So I understand that they need a full unit to add to any RTU plan - but can they do this even at OG resorts if full units become available? Do the existing documents for the current DVC associations prohibit this?
Also, is there anything preventing them (besides needing at least one full unit) from setting up tiers or different pricing for different RTU plan options? For example could they set up plans where you have multiple pricing/flexibility options like the following:
A) buy RTU only for the Cabins
B) RTU plan for Cabins PLUS Lakeside
C) RTU for Lakeside plus Riviera (using this since it isn't sold out yet)
D) RTU for all currently selling DVC
If it's based on needing current units then they could potentially tailor the options so that all of the possible configurations get included correct? I don't know anything about other companies who use RTU based systems so I'm curious how they typically handle it.
Once units are declared into a condo assocation for sale, they would need to remove them before adding them to the trust.....so, first they would have to try to take back ownership of one....which they can only do via ROFR, foreclosure, etc. and then once that full unit was owned by them, remove it...which, I don't even think they legally can. Plus, when DVD sells units, they keep their share of ownership in each one, which means they sell around 98% of every single one to others...
The way the trust is set up is that they can have as many RTU plans as they want and the units can be at different component sites....they add inventory to the trust and then that inventory gets activated for use in a speicfic plan...right now, there is only one plan....the Cabins Resort Use plan...

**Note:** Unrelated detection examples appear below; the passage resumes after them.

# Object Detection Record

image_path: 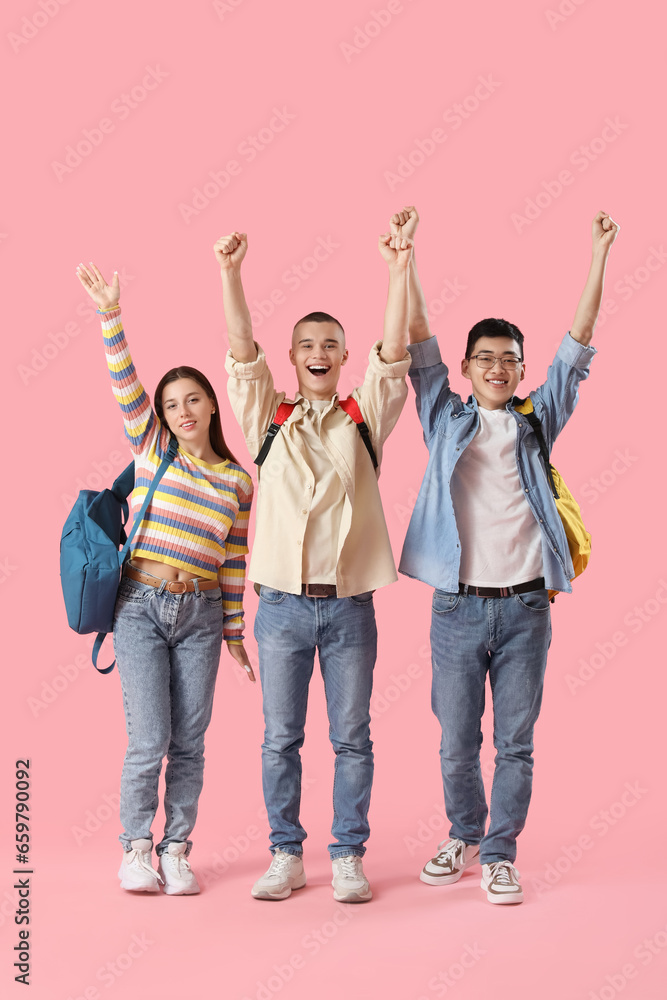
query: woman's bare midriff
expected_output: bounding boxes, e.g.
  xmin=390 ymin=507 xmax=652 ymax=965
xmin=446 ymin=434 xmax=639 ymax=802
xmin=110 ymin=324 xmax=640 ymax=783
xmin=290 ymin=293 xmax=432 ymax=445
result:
xmin=132 ymin=557 xmax=198 ymax=581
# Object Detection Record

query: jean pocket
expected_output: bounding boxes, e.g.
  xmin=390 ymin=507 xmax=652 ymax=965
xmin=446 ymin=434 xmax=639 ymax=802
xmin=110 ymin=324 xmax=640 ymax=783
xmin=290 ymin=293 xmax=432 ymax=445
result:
xmin=514 ymin=590 xmax=549 ymax=614
xmin=259 ymin=584 xmax=287 ymax=604
xmin=431 ymin=590 xmax=461 ymax=615
xmin=199 ymin=587 xmax=222 ymax=608
xmin=348 ymin=590 xmax=375 ymax=608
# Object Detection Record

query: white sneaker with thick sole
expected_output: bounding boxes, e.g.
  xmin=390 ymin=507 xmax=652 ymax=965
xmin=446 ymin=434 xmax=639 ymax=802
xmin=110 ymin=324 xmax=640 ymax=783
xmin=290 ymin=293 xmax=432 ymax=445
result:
xmin=251 ymin=851 xmax=306 ymax=899
xmin=480 ymin=861 xmax=523 ymax=903
xmin=160 ymin=844 xmax=199 ymax=896
xmin=419 ymin=838 xmax=479 ymax=885
xmin=118 ymin=840 xmax=162 ymax=892
xmin=331 ymin=854 xmax=373 ymax=903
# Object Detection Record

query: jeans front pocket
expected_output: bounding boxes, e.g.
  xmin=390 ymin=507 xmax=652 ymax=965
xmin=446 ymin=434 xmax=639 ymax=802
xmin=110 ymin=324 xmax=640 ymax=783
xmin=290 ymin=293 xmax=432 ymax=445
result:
xmin=431 ymin=590 xmax=461 ymax=615
xmin=259 ymin=584 xmax=287 ymax=604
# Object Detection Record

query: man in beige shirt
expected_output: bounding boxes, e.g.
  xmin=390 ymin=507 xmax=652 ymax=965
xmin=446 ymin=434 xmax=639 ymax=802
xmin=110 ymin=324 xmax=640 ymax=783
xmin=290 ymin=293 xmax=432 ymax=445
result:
xmin=214 ymin=232 xmax=412 ymax=902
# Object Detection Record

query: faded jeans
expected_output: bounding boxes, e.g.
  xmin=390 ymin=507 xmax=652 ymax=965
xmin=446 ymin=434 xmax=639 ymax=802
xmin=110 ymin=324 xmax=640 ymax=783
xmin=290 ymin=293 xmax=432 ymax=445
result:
xmin=255 ymin=586 xmax=377 ymax=858
xmin=431 ymin=590 xmax=551 ymax=864
xmin=113 ymin=577 xmax=222 ymax=855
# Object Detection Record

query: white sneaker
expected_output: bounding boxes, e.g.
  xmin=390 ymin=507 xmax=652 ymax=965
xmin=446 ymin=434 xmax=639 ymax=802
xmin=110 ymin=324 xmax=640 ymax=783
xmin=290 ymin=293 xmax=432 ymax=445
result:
xmin=480 ymin=861 xmax=523 ymax=903
xmin=331 ymin=854 xmax=373 ymax=903
xmin=251 ymin=851 xmax=306 ymax=899
xmin=419 ymin=838 xmax=479 ymax=885
xmin=160 ymin=844 xmax=199 ymax=896
xmin=118 ymin=840 xmax=162 ymax=892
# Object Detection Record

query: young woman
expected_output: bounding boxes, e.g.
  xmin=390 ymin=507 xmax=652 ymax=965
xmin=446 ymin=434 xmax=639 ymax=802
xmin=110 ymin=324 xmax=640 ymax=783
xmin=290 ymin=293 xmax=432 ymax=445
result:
xmin=77 ymin=262 xmax=255 ymax=895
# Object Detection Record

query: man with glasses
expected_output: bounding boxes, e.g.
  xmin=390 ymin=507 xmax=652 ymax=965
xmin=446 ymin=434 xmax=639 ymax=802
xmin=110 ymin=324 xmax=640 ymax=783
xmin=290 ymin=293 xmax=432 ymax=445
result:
xmin=392 ymin=207 xmax=619 ymax=903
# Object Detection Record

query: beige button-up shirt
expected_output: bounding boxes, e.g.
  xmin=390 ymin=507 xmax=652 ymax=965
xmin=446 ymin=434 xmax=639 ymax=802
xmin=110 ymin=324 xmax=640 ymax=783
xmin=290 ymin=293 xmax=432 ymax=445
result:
xmin=225 ymin=342 xmax=410 ymax=597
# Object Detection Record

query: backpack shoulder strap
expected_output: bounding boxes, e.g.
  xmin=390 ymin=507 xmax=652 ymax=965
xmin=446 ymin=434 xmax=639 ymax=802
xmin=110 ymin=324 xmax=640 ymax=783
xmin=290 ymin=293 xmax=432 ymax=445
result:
xmin=338 ymin=396 xmax=377 ymax=469
xmin=255 ymin=403 xmax=296 ymax=465
xmin=118 ymin=435 xmax=178 ymax=567
xmin=513 ymin=396 xmax=560 ymax=500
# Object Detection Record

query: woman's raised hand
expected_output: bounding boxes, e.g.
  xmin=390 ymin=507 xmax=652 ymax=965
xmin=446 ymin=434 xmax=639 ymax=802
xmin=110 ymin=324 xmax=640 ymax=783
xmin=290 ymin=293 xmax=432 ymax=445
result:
xmin=213 ymin=232 xmax=248 ymax=271
xmin=76 ymin=260 xmax=120 ymax=309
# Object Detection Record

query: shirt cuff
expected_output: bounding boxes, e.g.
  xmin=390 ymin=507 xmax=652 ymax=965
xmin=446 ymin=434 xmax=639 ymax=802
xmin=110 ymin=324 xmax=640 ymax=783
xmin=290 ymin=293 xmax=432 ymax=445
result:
xmin=556 ymin=330 xmax=597 ymax=368
xmin=408 ymin=337 xmax=442 ymax=371
xmin=225 ymin=341 xmax=266 ymax=379
xmin=368 ymin=340 xmax=410 ymax=378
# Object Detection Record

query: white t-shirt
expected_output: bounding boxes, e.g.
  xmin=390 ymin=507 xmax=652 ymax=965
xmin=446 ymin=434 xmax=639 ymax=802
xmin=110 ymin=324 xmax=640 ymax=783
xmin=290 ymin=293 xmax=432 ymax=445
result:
xmin=451 ymin=406 xmax=543 ymax=587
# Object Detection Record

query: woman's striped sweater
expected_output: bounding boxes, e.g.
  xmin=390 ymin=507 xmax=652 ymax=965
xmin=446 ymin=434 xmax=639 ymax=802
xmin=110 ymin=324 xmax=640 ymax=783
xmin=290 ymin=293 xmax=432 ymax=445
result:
xmin=98 ymin=306 xmax=253 ymax=642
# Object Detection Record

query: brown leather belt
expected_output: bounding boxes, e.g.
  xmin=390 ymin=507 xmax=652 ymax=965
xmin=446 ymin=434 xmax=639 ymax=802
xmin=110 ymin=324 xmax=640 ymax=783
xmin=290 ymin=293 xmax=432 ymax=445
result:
xmin=459 ymin=576 xmax=544 ymax=597
xmin=303 ymin=583 xmax=337 ymax=597
xmin=123 ymin=566 xmax=220 ymax=594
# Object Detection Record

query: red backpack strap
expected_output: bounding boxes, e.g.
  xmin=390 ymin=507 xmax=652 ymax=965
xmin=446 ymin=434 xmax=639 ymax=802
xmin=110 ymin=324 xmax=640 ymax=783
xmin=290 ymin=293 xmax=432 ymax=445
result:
xmin=255 ymin=403 xmax=296 ymax=465
xmin=338 ymin=396 xmax=377 ymax=469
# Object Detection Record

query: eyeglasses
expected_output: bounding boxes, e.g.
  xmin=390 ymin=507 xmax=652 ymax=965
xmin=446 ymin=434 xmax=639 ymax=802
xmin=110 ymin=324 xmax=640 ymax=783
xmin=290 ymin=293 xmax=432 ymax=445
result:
xmin=468 ymin=354 xmax=523 ymax=371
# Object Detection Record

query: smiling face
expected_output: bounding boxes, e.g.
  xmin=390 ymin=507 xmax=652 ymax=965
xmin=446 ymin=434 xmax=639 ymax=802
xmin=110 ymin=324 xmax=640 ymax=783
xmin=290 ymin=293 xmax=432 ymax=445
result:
xmin=461 ymin=337 xmax=526 ymax=410
xmin=290 ymin=322 xmax=347 ymax=399
xmin=162 ymin=378 xmax=215 ymax=453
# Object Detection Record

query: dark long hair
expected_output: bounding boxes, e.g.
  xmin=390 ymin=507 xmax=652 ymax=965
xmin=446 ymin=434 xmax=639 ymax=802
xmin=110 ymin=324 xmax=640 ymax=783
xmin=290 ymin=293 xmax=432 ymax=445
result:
xmin=153 ymin=365 xmax=239 ymax=465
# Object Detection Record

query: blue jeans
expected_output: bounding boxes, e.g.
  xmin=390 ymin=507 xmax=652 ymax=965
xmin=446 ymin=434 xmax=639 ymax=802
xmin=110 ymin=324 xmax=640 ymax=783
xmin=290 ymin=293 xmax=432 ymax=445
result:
xmin=255 ymin=586 xmax=377 ymax=858
xmin=431 ymin=590 xmax=551 ymax=864
xmin=113 ymin=577 xmax=222 ymax=854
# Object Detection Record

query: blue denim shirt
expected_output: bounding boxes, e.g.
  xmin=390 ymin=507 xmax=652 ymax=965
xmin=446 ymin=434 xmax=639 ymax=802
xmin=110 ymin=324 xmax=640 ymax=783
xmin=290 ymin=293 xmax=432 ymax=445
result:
xmin=398 ymin=333 xmax=596 ymax=593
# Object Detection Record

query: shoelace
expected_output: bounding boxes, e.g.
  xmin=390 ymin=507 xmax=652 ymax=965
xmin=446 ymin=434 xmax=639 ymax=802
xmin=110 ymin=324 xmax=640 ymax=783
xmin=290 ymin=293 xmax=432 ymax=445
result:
xmin=266 ymin=851 xmax=292 ymax=875
xmin=489 ymin=861 xmax=519 ymax=885
xmin=125 ymin=847 xmax=163 ymax=882
xmin=435 ymin=838 xmax=466 ymax=868
xmin=162 ymin=851 xmax=192 ymax=878
xmin=338 ymin=854 xmax=362 ymax=879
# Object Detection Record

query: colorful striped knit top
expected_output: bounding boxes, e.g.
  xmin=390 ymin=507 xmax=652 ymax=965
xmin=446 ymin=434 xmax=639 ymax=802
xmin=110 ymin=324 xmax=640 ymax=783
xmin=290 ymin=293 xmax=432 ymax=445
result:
xmin=98 ymin=306 xmax=253 ymax=643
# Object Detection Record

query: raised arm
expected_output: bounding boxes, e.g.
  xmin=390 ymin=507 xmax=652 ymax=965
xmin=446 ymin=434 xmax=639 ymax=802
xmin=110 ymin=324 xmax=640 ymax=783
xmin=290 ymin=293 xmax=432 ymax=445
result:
xmin=570 ymin=212 xmax=620 ymax=347
xmin=213 ymin=232 xmax=257 ymax=364
xmin=389 ymin=205 xmax=433 ymax=344
xmin=378 ymin=233 xmax=412 ymax=364
xmin=76 ymin=261 xmax=163 ymax=454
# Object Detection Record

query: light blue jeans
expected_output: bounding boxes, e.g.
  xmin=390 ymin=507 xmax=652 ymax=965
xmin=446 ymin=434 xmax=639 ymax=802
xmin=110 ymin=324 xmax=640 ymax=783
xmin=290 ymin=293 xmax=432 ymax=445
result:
xmin=113 ymin=577 xmax=222 ymax=854
xmin=255 ymin=586 xmax=377 ymax=858
xmin=431 ymin=590 xmax=551 ymax=864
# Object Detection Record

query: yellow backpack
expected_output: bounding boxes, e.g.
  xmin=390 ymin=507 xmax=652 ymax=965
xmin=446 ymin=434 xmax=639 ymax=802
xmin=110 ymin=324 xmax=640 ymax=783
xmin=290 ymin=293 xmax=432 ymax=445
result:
xmin=514 ymin=396 xmax=591 ymax=599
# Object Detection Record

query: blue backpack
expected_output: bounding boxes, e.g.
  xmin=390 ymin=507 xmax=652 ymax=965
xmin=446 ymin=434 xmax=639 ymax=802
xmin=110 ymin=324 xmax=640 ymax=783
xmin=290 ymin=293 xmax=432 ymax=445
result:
xmin=60 ymin=437 xmax=178 ymax=674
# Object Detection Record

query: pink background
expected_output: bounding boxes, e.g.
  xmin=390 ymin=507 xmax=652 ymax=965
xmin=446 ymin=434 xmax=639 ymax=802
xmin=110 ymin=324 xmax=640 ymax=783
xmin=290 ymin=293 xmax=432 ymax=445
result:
xmin=0 ymin=0 xmax=667 ymax=1000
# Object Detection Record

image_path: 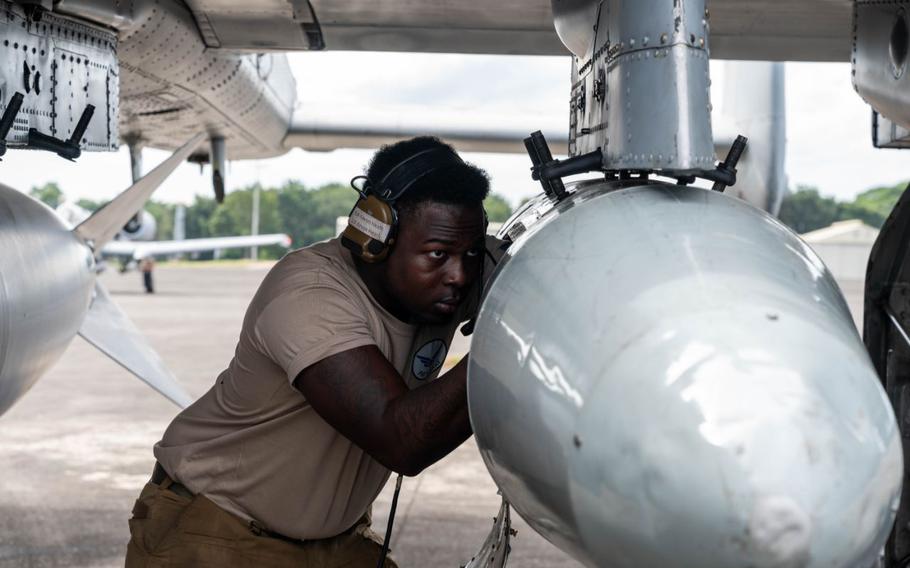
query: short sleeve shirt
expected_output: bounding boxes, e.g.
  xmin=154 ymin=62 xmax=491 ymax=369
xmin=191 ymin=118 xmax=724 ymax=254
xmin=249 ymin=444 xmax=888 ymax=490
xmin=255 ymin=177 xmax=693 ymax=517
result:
xmin=154 ymin=239 xmax=471 ymax=539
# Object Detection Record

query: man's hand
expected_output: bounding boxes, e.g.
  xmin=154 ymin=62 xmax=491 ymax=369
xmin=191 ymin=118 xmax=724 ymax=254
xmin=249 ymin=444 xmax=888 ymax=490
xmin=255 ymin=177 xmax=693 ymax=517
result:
xmin=294 ymin=345 xmax=471 ymax=475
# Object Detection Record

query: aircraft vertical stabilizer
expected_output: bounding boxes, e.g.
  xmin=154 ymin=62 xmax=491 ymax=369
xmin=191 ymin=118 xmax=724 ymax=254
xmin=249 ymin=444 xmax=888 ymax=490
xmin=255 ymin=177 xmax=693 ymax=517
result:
xmin=79 ymin=282 xmax=193 ymax=408
xmin=73 ymin=134 xmax=205 ymax=252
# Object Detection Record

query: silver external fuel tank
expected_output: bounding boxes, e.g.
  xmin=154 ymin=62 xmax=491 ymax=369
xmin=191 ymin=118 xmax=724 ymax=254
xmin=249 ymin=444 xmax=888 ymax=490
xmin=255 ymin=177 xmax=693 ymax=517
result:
xmin=0 ymin=184 xmax=95 ymax=414
xmin=468 ymin=181 xmax=903 ymax=568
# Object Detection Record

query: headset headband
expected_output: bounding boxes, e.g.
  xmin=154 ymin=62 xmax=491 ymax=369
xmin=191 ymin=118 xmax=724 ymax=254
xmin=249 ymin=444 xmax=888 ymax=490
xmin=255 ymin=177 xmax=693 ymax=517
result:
xmin=371 ymin=148 xmax=464 ymax=203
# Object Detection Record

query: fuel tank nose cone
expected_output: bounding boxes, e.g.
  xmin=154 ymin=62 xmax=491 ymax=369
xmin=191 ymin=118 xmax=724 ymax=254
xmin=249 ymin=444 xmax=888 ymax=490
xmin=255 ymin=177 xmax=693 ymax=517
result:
xmin=468 ymin=182 xmax=903 ymax=568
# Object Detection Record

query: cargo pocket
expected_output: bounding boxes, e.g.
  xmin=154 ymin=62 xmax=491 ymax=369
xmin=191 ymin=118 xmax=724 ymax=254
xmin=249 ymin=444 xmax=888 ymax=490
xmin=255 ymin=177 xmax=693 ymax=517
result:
xmin=129 ymin=483 xmax=191 ymax=555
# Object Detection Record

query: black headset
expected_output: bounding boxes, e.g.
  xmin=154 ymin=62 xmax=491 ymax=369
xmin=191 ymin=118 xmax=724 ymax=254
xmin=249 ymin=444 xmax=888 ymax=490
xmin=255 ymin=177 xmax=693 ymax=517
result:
xmin=341 ymin=148 xmax=470 ymax=262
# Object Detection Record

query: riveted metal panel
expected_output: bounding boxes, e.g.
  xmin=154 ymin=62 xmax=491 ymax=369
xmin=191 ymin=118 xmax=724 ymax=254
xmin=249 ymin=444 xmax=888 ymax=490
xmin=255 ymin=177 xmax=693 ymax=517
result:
xmin=569 ymin=0 xmax=714 ymax=172
xmin=853 ymin=0 xmax=910 ymax=128
xmin=0 ymin=2 xmax=119 ymax=150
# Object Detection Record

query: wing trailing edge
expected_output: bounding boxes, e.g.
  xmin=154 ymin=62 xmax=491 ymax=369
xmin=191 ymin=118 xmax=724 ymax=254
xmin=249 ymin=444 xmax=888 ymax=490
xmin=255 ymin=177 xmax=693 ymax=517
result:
xmin=73 ymin=133 xmax=205 ymax=251
xmin=79 ymin=282 xmax=193 ymax=408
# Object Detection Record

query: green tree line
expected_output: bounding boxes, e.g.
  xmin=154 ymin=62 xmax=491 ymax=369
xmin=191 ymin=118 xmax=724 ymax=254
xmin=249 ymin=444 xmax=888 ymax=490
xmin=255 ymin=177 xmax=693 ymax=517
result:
xmin=30 ymin=180 xmax=512 ymax=259
xmin=779 ymin=182 xmax=907 ymax=233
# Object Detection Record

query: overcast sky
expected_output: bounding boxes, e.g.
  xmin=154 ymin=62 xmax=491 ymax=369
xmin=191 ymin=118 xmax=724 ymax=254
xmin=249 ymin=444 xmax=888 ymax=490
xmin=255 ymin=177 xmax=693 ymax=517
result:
xmin=0 ymin=52 xmax=910 ymax=205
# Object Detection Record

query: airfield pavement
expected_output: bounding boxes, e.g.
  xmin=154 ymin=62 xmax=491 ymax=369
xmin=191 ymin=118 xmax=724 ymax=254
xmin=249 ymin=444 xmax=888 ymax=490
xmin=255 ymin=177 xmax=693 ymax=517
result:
xmin=0 ymin=263 xmax=580 ymax=568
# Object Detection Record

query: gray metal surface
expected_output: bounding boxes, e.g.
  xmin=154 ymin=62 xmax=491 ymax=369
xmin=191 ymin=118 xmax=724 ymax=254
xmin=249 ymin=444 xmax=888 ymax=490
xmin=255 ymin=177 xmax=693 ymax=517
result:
xmin=79 ymin=283 xmax=193 ymax=408
xmin=0 ymin=184 xmax=94 ymax=414
xmin=284 ymin=105 xmax=568 ymax=154
xmin=0 ymin=0 xmax=119 ymax=150
xmin=872 ymin=110 xmax=910 ymax=149
xmin=464 ymin=499 xmax=512 ymax=568
xmin=55 ymin=0 xmax=297 ymax=159
xmin=0 ymin=0 xmax=864 ymax=164
xmin=565 ymin=0 xmax=714 ymax=173
xmin=468 ymin=182 xmax=903 ymax=568
xmin=863 ymin=183 xmax=910 ymax=568
xmin=73 ymin=134 xmax=205 ymax=251
xmin=853 ymin=0 xmax=910 ymax=128
xmin=711 ymin=61 xmax=787 ymax=217
xmin=187 ymin=0 xmax=324 ymax=52
xmin=306 ymin=0 xmax=852 ymax=61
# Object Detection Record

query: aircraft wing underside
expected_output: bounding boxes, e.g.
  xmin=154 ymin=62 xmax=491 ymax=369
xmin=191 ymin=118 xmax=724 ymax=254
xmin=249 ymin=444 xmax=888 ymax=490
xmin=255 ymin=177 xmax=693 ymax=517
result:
xmin=187 ymin=0 xmax=852 ymax=61
xmin=0 ymin=0 xmax=852 ymax=176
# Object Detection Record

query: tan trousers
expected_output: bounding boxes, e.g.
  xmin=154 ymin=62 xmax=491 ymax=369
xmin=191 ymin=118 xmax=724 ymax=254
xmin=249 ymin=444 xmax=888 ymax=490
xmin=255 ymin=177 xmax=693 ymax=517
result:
xmin=126 ymin=480 xmax=397 ymax=568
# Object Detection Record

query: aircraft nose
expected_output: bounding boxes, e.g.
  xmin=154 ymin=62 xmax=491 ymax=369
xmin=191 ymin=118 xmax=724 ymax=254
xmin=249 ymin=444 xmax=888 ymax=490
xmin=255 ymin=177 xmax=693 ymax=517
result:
xmin=468 ymin=182 xmax=903 ymax=568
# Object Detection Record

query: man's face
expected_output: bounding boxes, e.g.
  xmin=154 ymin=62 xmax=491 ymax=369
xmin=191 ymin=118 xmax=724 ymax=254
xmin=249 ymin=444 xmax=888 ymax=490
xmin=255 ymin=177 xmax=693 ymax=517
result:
xmin=386 ymin=202 xmax=484 ymax=323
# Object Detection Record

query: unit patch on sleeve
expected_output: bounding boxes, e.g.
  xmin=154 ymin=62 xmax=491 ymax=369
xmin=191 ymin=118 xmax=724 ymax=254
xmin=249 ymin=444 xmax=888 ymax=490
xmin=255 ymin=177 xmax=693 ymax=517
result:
xmin=411 ymin=339 xmax=449 ymax=381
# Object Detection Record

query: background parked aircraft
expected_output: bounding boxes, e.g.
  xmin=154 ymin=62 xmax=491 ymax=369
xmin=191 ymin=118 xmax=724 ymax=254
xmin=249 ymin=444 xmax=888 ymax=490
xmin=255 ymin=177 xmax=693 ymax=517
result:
xmin=56 ymin=201 xmax=291 ymax=271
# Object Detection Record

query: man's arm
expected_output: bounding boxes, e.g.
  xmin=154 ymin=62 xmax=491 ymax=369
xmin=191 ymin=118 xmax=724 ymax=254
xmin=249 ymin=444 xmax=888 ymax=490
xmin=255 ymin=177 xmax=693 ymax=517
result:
xmin=294 ymin=345 xmax=471 ymax=475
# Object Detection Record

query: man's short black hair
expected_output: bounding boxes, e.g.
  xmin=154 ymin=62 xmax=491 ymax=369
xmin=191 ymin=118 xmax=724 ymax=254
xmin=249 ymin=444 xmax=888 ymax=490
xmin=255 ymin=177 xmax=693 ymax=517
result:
xmin=366 ymin=136 xmax=490 ymax=214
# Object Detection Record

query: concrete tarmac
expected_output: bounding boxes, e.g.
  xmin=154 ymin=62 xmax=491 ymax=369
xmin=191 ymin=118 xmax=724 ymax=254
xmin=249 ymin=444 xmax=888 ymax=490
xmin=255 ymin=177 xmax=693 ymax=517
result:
xmin=0 ymin=263 xmax=580 ymax=568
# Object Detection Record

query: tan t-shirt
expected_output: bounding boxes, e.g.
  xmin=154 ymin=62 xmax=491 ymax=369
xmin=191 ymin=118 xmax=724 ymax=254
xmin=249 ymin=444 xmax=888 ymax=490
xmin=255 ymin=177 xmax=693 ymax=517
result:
xmin=155 ymin=239 xmax=474 ymax=539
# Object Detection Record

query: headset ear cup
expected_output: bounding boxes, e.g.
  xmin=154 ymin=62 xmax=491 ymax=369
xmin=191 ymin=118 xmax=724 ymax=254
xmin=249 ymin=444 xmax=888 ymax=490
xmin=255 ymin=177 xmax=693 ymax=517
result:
xmin=341 ymin=195 xmax=397 ymax=262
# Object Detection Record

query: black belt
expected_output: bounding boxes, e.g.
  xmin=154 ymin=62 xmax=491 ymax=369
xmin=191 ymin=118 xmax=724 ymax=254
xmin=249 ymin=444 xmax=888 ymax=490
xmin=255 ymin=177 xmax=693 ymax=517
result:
xmin=151 ymin=462 xmax=194 ymax=499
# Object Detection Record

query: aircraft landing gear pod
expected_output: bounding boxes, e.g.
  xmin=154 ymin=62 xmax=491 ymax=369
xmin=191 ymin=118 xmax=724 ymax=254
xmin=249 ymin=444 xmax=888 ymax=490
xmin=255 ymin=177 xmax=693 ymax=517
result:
xmin=468 ymin=0 xmax=910 ymax=568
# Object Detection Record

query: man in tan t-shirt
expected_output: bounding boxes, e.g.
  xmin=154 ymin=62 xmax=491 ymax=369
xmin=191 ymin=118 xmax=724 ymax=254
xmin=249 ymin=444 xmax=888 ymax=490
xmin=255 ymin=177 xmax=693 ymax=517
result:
xmin=126 ymin=137 xmax=498 ymax=568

Now, if DVD wanted to sell a resort different ways, it would not have added PVB tower to PVB or they would have put undeclared units from RIV into the trust....since they did not, it tells you that creating a complicated situation like you suggest is not something they want or even can do.
The key with the way this trust is set up is that they have options that they didn't with a strict leashold condo distinction.....it allows them to keep each resort as its own like now, but sell as a RTU vs. leashold....system would function though just like now.
Or, they can activate different component sites into the same RTU plan...like making DLL and CFW one resort complex....and sell togheter...
I could see down the road them doing the same with say, BWV/BCV, when it expires...now one resort complex that you buy with access to both as home resorts.
While they could put everything all in one big RTU plan, I honestly do not see that happening...but who knows what and how they will use this in the future....until something else is added, its all just speculation but I think that with DLL back on the table as a project, it does seem that it will follow the CFW model, especially since CFW is selling so poorly and they don't seem to be increasing incentives to pull up those numbers.